Future - Numpy analyses on groups

Quick summary of discussion w/ Jon on 2018-05-10

There are a whole lot of different methods that users might want to run on smallish groups, with parallel independent processing of many groups. If we try to add these piecemeal, then there would be no end to it … so it would be really nice if for this kind of
parallel analysis-of-many-smallish-groups we could run anything that already exists in
Numpy - and of course get the results back into Hail for further processing.

It turns out that both CPython and Cython have a Global Interpreter Lock (GIL) and that
both the Python runtime and extension packages may make assumptions about holding the GIL. Everyone agrees to release the GIL while waiting for IO; and Cython
allows threads to explicitly release the GIL - I think that can be used roughly when you’re sure you’re doing pure compute without any object allocate/free or changes in object references.
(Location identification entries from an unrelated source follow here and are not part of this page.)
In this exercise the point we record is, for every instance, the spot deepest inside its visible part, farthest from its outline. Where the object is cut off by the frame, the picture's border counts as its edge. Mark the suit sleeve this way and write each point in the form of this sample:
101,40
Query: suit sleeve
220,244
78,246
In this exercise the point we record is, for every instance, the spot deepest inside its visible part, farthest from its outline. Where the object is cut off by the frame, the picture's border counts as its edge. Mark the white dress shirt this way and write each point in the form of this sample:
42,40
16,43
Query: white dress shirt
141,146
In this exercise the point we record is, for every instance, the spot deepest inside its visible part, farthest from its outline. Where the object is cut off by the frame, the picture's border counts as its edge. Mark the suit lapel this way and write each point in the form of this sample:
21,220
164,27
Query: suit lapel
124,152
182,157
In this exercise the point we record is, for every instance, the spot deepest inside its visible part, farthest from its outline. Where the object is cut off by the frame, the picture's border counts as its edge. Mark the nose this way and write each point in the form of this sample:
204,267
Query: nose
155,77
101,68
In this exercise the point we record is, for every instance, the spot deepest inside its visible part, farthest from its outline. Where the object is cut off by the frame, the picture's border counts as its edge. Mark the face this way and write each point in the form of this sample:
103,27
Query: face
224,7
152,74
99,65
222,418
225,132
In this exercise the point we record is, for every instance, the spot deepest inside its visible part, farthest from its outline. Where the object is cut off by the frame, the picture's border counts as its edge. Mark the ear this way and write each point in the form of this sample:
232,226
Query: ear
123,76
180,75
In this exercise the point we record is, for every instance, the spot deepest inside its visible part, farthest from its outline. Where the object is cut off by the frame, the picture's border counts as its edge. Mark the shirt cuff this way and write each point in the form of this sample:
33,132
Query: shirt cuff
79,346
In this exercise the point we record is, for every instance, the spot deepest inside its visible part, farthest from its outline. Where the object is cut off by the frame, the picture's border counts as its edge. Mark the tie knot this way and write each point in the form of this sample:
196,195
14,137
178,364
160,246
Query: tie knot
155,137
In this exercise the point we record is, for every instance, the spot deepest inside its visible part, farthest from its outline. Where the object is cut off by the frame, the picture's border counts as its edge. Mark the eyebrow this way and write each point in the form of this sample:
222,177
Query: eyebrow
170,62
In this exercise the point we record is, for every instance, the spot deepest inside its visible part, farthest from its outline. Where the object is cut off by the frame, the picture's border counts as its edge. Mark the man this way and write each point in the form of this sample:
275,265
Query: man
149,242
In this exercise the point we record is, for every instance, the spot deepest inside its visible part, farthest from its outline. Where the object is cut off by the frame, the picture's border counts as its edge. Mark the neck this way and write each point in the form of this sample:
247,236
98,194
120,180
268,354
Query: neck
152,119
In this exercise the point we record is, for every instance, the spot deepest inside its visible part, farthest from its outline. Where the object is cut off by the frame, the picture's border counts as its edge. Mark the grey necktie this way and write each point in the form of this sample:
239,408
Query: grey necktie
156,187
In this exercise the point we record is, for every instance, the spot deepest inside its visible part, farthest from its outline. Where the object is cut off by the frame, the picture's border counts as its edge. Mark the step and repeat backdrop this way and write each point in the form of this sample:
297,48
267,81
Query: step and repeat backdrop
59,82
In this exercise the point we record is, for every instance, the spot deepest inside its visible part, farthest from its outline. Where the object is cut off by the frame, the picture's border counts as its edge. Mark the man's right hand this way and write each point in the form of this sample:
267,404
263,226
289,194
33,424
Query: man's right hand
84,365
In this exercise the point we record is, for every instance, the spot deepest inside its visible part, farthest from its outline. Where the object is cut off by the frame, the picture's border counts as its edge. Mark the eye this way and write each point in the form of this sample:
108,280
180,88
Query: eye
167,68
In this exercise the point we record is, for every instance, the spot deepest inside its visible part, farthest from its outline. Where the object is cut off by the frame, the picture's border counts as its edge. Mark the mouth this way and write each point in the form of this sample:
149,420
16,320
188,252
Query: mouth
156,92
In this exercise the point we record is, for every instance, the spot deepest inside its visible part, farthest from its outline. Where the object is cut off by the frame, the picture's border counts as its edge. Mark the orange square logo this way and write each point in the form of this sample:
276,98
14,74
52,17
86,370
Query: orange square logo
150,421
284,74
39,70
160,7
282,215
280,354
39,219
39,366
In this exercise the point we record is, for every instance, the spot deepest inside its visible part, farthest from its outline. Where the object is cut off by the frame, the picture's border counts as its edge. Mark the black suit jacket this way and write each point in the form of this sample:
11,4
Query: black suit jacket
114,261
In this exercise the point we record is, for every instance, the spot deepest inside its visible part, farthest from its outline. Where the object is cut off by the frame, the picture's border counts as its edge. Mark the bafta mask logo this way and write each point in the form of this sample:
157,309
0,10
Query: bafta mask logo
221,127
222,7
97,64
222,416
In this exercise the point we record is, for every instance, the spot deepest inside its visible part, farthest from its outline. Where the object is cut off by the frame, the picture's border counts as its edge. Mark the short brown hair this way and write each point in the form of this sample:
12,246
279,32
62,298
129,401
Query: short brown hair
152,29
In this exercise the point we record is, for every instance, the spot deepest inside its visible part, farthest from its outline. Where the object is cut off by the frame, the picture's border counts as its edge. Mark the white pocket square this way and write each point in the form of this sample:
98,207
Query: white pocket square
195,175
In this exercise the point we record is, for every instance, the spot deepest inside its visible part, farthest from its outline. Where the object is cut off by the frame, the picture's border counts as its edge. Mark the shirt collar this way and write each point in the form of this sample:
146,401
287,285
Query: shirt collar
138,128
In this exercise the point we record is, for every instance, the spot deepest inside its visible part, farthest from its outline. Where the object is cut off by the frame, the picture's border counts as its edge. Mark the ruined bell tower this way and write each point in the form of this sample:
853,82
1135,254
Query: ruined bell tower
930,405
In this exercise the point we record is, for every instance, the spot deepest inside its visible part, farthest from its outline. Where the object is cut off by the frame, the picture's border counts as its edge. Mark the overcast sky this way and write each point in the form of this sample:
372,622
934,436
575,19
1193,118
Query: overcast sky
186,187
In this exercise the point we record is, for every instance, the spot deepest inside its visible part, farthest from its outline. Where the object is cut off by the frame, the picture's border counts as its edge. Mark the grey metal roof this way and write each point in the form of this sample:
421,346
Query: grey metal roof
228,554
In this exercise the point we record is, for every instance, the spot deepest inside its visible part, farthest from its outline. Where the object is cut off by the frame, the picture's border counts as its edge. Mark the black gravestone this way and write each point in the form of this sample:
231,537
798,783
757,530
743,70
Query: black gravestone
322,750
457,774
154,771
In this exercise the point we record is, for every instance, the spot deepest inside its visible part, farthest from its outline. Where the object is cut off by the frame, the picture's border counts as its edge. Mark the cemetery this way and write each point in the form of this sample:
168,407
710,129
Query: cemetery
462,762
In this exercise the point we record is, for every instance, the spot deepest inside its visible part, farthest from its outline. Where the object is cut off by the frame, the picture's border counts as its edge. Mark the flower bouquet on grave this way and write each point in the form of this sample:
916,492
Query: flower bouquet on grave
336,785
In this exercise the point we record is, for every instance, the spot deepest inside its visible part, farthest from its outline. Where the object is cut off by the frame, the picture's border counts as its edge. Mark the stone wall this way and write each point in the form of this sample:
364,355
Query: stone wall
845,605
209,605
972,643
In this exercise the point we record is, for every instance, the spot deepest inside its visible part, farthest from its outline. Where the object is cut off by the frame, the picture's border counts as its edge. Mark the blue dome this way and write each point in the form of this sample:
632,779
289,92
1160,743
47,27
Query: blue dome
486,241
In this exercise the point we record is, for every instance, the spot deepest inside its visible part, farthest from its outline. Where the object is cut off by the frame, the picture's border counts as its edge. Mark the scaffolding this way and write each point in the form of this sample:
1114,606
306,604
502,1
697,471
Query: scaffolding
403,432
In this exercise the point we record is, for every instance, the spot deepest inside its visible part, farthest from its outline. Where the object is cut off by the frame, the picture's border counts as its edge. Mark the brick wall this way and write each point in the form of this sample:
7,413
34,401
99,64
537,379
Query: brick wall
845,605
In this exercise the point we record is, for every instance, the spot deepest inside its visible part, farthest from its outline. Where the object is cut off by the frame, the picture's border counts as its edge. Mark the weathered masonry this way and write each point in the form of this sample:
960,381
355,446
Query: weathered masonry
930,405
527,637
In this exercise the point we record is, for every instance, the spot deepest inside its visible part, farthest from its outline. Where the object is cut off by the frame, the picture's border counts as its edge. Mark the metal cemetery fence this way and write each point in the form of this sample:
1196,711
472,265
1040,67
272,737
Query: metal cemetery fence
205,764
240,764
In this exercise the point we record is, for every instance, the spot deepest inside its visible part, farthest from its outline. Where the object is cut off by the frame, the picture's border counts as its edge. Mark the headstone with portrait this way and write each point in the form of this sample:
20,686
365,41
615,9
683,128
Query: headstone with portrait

But if our intention is to run lots of different Numpy-based
extensions, then we shouldn’t rely on changing the GIL behavior.

After some discussion of possible ways to run multiple Numpy methods in parallel within a single Cython runtime instance, it seems this is probably a can of worms and
that a more promising approach is to run each method in a separate process, with
data structures (ndarray’s) visible to both Hail and Numpy being (somehow, waving
hands …) allocated in shared-memory segments.

Orthogonal to this is the question of how to get good fast linear algebra (and ML) for
big data. A couple of relevant links here:

Sandia National Lab “Kokkos”

Samsung “dMATH”

Also noting here that users can already “run” Python stack on workers from Hail via PySpark: http://discuss.hail.is/t/lasso-elastic-net-regression-on-blocks-of-variants/492/5

But from @cseed: Spark’s PythonRDD invokes python on each worker and serializes records from the RDD to Python and back. At least in earlier versions, this was notoriously slow. Wes had some demos using Arrow for serialization where he sped things up like 100x, but still was far from optimal (shared layouts and shared memory).